Wednesday, November 22, 2006

The KG-used-to-B

There is a man lying in a London hospital.
He is bald, terrifyingly thin, and could possibly need a bone marrow transplant.
Just a few weeks ago, 43-year-old Alexander Litvinenko was insanely fit man who ran 8km a day.
What has bought about the incredibly and sudden change in his condition? Well THAT is a story straight of the Cold War.
I have always been a little Cold War obsessed. I think it's a result of two things:
a) having lived through the last years of the Cold War and being old enough to remember Gorbachev, Thatcher, Reagan and the fall of The Wall.
b) too much Ian Fleming as an adolescent (ashamed to say I own a couple of first edition James Bond novels).
So to discover a few weeks ago that Russian journalist and long-time Kremlin/Putin critic Anna Politkovskaya had been gunned-down - assassinated - and the FSB (the "New KGB") had been implicated was a delicious remnant of Cold War-style problem-solving I couldn't resist learning more about.
Politkovskaya was only days away from publishing a massive story about the killings and beatings of civilian Chechens by Russian servicemen - obviously embarrassing to the Kremlin - when she was murdered. As a journalist, her death also raised some interesting professional questions for myself (Is there anything I've written that might have pissed-off the City of Mel-VILE sufficiently that they might want to kill me? How unforgiving they can be simply for fucking-up the details of the annual Jacaranda Festival!).
In a bizarre way I was positively excited the other morning to learn Litvinenko - himself a former top KGB agent and therefore colleague of Mr Putin's - was now in hospital with suspected thallium poisoning. At the time of his suspected poisoning he had been investigating the assassination of Ms Politkovskaya.
FYI, thallium is one of those delicious Cold War drugs that doesn't taste or smell and can be easily slipped into a drink or onto food... rendering the person who consumes it reasonably dead remarkably efficiently.
In 2004, Politkovskaya herself fell seriously ill with symptoms of food poisoning on a flight to southern Russia for the Beslan school hostage crisis.
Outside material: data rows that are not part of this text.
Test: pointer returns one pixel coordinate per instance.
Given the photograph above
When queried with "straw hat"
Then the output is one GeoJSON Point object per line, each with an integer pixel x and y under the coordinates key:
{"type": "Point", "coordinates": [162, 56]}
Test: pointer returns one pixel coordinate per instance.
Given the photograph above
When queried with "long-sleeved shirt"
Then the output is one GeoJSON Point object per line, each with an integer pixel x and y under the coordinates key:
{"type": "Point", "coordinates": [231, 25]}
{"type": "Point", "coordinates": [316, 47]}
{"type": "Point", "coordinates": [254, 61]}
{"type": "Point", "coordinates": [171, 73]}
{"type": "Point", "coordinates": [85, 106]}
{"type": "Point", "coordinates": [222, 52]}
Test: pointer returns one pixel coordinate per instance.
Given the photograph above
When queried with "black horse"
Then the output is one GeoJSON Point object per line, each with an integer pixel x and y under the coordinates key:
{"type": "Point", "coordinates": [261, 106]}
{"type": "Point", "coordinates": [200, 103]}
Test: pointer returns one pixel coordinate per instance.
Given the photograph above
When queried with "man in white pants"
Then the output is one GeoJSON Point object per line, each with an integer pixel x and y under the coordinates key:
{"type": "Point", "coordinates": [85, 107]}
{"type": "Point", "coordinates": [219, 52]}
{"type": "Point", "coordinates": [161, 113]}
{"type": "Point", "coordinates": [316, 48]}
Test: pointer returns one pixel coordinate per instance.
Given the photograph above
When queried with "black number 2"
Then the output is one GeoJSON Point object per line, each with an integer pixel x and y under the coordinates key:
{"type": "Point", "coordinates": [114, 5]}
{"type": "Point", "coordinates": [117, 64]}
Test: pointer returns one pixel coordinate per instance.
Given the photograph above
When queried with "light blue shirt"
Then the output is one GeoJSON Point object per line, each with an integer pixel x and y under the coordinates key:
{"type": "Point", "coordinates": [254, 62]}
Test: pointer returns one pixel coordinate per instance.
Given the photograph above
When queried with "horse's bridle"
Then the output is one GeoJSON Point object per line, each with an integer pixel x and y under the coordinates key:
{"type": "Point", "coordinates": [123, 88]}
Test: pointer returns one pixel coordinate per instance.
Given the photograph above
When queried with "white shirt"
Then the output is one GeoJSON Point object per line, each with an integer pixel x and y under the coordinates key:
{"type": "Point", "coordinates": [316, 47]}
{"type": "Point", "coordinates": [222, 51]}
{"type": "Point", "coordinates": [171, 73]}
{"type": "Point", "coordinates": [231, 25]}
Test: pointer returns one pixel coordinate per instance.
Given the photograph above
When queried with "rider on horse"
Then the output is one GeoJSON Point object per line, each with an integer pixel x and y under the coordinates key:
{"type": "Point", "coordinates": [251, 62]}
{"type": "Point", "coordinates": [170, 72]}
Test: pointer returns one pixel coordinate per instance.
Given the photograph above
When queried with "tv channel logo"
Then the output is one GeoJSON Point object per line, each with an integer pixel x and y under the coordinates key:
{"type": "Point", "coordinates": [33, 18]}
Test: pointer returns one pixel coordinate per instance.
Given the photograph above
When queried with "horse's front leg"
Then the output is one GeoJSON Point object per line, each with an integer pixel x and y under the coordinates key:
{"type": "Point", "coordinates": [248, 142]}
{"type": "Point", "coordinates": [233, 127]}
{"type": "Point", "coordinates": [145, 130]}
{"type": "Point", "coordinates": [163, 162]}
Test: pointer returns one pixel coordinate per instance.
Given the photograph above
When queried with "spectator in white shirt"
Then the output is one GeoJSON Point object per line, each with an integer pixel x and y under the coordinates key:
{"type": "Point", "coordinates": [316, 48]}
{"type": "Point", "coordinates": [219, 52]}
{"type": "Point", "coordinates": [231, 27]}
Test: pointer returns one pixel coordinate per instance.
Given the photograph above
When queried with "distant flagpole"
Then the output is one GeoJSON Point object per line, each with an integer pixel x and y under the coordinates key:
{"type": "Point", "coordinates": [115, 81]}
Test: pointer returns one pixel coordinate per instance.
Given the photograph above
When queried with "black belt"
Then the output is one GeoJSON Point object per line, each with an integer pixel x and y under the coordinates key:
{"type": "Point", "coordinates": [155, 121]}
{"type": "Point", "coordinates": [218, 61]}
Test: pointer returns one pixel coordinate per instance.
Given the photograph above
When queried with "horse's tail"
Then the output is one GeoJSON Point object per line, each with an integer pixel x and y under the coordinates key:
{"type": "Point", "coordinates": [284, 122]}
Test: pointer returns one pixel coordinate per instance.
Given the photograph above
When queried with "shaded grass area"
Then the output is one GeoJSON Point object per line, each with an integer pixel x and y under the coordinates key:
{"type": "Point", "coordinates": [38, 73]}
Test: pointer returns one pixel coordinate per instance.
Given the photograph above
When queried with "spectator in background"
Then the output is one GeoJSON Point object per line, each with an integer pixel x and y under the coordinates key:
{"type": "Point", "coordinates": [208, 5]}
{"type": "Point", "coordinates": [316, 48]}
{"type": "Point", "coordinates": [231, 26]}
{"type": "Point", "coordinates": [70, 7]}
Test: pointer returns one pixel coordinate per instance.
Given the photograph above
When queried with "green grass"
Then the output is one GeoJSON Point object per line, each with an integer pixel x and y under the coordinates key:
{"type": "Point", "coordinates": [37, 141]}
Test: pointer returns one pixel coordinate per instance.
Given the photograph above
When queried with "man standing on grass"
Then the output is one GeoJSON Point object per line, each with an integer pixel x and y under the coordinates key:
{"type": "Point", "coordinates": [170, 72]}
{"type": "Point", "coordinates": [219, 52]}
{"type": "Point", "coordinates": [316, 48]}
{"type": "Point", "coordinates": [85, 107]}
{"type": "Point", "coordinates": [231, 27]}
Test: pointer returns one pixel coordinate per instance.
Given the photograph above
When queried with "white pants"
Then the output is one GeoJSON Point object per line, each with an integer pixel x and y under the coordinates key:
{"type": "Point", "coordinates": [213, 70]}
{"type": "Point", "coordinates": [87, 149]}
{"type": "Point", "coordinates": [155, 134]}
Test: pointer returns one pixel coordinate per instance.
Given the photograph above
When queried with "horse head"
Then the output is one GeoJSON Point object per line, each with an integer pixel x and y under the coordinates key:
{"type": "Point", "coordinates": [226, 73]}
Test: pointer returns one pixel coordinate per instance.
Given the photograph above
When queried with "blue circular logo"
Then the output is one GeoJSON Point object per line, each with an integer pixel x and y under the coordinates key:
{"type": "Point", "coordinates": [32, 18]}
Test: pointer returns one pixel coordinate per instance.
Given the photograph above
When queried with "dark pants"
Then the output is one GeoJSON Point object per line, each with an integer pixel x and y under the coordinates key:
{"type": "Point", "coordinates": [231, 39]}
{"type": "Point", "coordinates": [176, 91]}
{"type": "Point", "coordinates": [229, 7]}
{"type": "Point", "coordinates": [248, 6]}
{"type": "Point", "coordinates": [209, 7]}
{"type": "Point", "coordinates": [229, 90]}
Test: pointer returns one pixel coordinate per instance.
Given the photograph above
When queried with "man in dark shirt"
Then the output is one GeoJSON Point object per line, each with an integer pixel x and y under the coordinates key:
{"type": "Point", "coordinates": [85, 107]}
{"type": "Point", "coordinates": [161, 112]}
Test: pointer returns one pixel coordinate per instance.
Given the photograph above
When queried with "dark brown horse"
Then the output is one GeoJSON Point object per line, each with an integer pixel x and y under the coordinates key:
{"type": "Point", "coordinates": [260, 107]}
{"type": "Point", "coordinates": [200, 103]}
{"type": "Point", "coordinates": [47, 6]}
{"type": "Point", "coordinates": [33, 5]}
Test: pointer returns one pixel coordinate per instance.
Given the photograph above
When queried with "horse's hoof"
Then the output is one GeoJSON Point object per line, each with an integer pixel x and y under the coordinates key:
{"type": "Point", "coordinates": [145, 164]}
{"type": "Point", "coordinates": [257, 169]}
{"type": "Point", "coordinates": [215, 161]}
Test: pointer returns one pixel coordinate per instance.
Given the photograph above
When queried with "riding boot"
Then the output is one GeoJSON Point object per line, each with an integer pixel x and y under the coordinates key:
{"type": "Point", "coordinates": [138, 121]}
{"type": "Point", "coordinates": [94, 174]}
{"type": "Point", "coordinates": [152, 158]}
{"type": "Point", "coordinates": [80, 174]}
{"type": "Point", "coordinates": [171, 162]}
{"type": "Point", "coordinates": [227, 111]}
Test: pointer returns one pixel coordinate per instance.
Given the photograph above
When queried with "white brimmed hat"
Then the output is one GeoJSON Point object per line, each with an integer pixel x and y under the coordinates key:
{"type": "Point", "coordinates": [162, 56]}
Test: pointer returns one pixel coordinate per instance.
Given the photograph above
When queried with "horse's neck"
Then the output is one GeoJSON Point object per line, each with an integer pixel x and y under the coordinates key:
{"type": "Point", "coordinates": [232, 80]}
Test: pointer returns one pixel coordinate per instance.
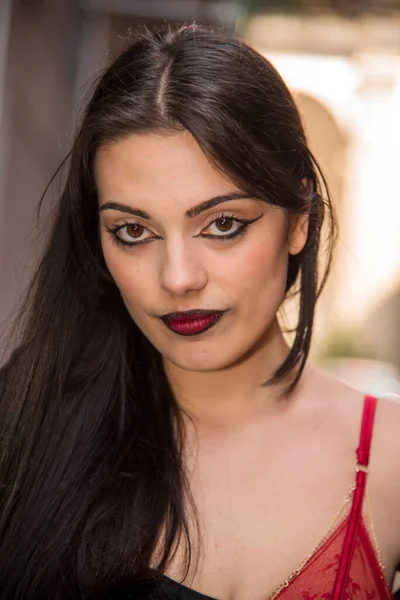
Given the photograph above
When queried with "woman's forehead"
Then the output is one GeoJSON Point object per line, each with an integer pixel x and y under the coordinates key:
{"type": "Point", "coordinates": [153, 168]}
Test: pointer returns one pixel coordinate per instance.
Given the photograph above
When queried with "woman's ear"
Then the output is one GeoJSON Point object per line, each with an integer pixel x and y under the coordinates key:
{"type": "Point", "coordinates": [298, 232]}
The tactic which involved two gun wounds delivered to her head and body whilst alighting from her apartment elevator was far less subtle. Though personally, I wish they'd used the Bulgarian method - poisoned umbrella tips.
Anyway, do you see how delicious and intriguing this all is? I'm not wishing these people ill, can I just say. No I'm on Politkovskaya's side and I do want Litvinenko to pull through... it's just that I really can't wait for the next instalment. It's better than anything Ian Fleming could have written! (Actually, if you've ever actually READ a Bond novel you'd know that's not hard. They're shocking. The movies are a million times better).

EDIT
From news.com this morning, November 24,
Poisoned ex-Russian spy dies
FORMER Russian spy Alexander Litvinenko, who had been fighting for his life in recent days after an apparent poisoning, has died, the hospital where he was being treated said today.
"We are sorry to announce that Alexander Litvinenko died at University College Hospital (UCH) at 9:21pm (8.21am AEDT this morning) on the 23rd of November 2006," the spokesman for the hospital said.
"He was seriously ill when he was admitted to UCH on Friday November 17, and the medical team at the hospital did everything possible to save his life."
The condition of the 43-year-old had worsened on Thursday, doctors and friends said, as mystery deepened over what caused his condition.

2 comments:

Bolton said...

This post is obviously too high brow for all my friends.

nash said...

Yes, I thought I saw an Ian Fleming book on your shelf...

Don't worry, my dad has the whole collection!